Menjawab mosi tak percaya sejumlah fraksi DPRD Riau ke Sekwan, SF Hariyanto mengatakan yang namanya manusia ada yang kurang dan ada ysng lebih, tidak ada yang sempurna.

“Ya tadi kita sampaikan yang namanya manusia ada yang kurang dan ada yang lebih, tidak ada yang sempurna.
Tapi yang kekurangan inilah sama-sama kita benahi. Sama kita benahi, mungkin miskomunikasi saja. Dan inilah kita duduk bersama. Alhamdulillah tadi sudah kita cari jalan keluarnya,” ujarnya.
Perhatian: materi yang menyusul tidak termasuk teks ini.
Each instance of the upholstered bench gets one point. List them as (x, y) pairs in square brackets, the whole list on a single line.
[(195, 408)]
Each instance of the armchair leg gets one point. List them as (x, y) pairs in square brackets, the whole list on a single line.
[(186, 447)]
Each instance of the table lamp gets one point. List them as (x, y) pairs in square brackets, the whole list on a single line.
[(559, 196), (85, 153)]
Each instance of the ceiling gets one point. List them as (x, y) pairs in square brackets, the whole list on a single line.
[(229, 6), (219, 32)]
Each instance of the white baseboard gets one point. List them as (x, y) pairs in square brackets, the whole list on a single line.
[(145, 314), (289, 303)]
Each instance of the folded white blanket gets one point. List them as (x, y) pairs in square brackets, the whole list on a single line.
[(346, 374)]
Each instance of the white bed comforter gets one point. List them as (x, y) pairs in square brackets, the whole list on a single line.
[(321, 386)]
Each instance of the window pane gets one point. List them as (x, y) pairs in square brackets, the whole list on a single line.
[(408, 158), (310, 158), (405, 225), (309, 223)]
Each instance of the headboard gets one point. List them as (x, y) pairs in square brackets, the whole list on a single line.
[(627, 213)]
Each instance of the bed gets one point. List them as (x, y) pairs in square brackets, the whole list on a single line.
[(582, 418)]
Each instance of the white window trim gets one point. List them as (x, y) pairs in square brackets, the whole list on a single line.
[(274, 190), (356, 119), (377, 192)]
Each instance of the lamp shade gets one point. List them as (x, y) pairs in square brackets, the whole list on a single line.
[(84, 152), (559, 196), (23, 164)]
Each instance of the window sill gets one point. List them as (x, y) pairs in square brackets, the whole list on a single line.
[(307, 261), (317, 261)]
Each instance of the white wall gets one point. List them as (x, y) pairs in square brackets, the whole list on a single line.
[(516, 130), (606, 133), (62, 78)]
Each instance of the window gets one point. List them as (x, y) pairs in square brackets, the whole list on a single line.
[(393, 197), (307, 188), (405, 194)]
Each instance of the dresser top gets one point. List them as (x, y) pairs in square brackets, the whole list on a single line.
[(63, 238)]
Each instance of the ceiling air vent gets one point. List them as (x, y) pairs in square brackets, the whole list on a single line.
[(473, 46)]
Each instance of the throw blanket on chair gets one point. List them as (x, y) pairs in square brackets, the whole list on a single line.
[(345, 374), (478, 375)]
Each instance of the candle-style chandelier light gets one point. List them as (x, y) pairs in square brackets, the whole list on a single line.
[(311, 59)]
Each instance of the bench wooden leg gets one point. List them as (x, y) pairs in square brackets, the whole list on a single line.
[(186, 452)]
Sementara itu berdasarkan informasi dari sumber terpercaya, terkait kinerja Sekwan DPRD Riau itu sudah di deadline oleh Plt. Gubernur Riau agar menuntaskan dalam minggu ini.

Bukan saja dana Sosper dewan, dana kerjasama wartawan DPRD Riau di Humas juga harus tuntas paling lambat dalam 2 pekan ini.

Seperti dirilis goriau.com, posisi Sekretaris DPRD Riau, Renaldi SSos kini sedang berada di ujung tanduk akibat gelombang protes dari internal lembaga legislatif.

Sebanyak enam fraksi dikabarkan secara resmi melayangkan mosi tidak percaya terhadap kepemimpinannya melalui sebuah rapat dewan, Rabu (17/6/2026).

Informasi yang dihimpun dari beberapa sumber di DPRD Riau menyebutkan, sikap tegas ini diambil oleh hampir seluruh perwakilan partai politik yang berkantor di gedung wakil rakyat tersebut.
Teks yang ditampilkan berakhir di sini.